But the 400-plus-page book doesn't include a single mention of Levi Johnston, the father of Palin's grandchild, who has publicly questioned her parenting and indicated he has additional embarrassing information about her. Johnston seemed to anticipate that the book would speak badly of him, but Palin steered clear of the controversy. It coincides with a general warming in her public stance toward Johnston: In an interview that will air next week, Palin told Oprah Winfrey that Johnston is "part of the family," and she would love for him to reconcile and spend Thanksgiving with them.

Palin's gentle approach to Johnston contrasts sharply with her take on the McCain campaign staff.

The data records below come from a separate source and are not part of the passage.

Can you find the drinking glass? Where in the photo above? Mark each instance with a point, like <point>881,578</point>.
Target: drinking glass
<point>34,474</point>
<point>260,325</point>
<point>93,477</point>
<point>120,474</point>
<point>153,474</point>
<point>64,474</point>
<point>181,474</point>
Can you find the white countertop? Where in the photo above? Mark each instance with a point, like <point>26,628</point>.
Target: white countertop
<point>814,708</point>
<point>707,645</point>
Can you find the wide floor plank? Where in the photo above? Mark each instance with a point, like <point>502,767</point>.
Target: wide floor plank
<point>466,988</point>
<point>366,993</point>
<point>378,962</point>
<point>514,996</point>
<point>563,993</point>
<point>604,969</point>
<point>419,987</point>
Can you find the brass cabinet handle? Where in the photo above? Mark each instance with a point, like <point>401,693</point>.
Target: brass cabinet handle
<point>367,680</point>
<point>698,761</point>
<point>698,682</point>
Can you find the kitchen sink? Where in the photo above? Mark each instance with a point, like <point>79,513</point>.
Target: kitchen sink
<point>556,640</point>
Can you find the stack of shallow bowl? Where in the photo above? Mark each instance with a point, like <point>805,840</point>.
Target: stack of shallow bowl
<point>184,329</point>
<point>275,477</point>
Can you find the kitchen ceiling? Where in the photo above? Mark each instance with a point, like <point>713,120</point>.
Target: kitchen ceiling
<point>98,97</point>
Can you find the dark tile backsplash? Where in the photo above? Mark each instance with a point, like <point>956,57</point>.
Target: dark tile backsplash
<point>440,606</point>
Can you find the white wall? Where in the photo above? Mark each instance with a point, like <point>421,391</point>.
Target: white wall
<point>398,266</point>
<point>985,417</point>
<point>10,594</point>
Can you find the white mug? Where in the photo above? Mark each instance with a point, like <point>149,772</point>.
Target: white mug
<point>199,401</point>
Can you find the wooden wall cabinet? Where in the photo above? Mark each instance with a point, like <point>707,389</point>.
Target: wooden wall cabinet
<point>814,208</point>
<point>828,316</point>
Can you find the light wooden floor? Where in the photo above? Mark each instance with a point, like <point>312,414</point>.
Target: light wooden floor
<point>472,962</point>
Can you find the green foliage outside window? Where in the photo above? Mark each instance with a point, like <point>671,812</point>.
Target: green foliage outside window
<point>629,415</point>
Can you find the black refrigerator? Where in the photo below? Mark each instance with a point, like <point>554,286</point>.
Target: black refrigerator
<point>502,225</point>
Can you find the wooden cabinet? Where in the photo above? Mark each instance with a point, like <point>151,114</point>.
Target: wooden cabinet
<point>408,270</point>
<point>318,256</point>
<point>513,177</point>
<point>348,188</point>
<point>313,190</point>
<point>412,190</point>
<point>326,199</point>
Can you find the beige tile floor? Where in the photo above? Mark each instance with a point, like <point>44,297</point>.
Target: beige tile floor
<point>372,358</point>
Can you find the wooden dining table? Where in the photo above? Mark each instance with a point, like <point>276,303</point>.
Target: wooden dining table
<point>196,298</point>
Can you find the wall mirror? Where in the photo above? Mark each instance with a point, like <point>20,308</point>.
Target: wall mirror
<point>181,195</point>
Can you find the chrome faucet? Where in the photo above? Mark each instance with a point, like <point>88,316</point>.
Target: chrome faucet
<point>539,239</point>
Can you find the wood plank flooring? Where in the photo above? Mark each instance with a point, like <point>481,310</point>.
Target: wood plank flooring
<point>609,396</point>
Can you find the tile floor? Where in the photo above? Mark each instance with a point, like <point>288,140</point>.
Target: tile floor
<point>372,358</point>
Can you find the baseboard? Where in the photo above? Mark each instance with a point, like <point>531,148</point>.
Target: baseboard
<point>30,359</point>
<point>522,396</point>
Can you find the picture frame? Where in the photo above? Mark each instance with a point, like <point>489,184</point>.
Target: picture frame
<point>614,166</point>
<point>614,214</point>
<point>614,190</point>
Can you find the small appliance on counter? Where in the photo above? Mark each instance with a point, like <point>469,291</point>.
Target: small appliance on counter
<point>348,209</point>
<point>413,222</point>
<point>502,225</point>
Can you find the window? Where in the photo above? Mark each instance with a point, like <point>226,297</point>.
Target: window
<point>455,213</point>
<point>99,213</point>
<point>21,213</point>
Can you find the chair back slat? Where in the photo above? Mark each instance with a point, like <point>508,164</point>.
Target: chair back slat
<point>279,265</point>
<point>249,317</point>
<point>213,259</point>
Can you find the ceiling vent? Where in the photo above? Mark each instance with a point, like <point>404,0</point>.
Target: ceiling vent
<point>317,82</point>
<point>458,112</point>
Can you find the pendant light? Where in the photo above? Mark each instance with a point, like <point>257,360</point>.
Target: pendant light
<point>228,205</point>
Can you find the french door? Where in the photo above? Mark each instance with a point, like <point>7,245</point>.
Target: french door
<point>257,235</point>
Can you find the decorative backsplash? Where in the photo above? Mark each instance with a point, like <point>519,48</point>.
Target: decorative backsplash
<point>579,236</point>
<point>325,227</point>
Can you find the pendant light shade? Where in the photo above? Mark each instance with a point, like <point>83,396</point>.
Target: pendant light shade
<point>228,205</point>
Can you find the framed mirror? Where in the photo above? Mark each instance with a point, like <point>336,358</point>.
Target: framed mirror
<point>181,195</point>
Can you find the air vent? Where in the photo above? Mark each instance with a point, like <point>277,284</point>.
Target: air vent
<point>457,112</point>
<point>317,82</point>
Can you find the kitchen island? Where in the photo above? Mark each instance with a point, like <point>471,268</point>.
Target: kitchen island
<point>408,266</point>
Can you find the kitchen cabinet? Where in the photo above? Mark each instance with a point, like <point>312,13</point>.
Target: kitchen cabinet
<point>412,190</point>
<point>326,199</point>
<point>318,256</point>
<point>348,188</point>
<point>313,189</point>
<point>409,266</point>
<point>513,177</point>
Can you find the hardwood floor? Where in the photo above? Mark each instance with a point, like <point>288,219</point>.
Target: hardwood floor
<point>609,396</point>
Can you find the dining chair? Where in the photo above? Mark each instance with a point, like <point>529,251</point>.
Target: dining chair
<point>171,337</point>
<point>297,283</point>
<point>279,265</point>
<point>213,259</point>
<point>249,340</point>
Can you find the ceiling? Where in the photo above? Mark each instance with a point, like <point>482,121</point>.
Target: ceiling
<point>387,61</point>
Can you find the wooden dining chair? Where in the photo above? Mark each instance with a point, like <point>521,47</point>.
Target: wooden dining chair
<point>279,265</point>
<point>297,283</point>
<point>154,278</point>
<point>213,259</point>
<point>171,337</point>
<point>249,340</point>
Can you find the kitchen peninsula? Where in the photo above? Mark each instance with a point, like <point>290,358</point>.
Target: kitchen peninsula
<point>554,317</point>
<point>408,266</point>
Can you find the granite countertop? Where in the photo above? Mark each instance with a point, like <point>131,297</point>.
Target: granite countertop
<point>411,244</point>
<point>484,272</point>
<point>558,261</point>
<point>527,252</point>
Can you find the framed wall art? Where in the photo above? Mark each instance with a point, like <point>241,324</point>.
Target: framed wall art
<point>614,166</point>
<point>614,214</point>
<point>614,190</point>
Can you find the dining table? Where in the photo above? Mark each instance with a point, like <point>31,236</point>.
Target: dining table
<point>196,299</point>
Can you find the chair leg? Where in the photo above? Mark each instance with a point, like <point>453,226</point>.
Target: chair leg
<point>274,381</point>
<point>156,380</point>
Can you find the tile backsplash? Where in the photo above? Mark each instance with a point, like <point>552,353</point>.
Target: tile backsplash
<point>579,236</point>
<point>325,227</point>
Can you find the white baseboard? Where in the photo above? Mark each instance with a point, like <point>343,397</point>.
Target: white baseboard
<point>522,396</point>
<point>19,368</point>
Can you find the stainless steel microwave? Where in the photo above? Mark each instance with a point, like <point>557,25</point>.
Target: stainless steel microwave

She expresses her dissatisfaction with their handling of her family, including shielding her from the press and forcing her to "stick with the script" even when she thought their prepared statements glamorized Bristol's pregnancy. Palin writes that she found the makeover the campaign gave her family excessive, and would have been happy with less expensive clothing on the campaign trail. Without directly attacking him, she confirms her well-known tension with Steve Schmidt, McCain's chief strategist.

Palin also writes that she found Couric condescending, biased and "badgering," and accuses the CBS anchor of leaving our portions of their interview where Palin gave more substantive answers. (The interview, which was widely criticized, featured several instances where Palin appeared stumped.) She writes that she was "shocked" Couric asked her what newspapers she reads, and wonders if she should have turned the question back on her interviewer.

The book's tone is "folksy and homespun," according to the AP, and includes 68 color photographs.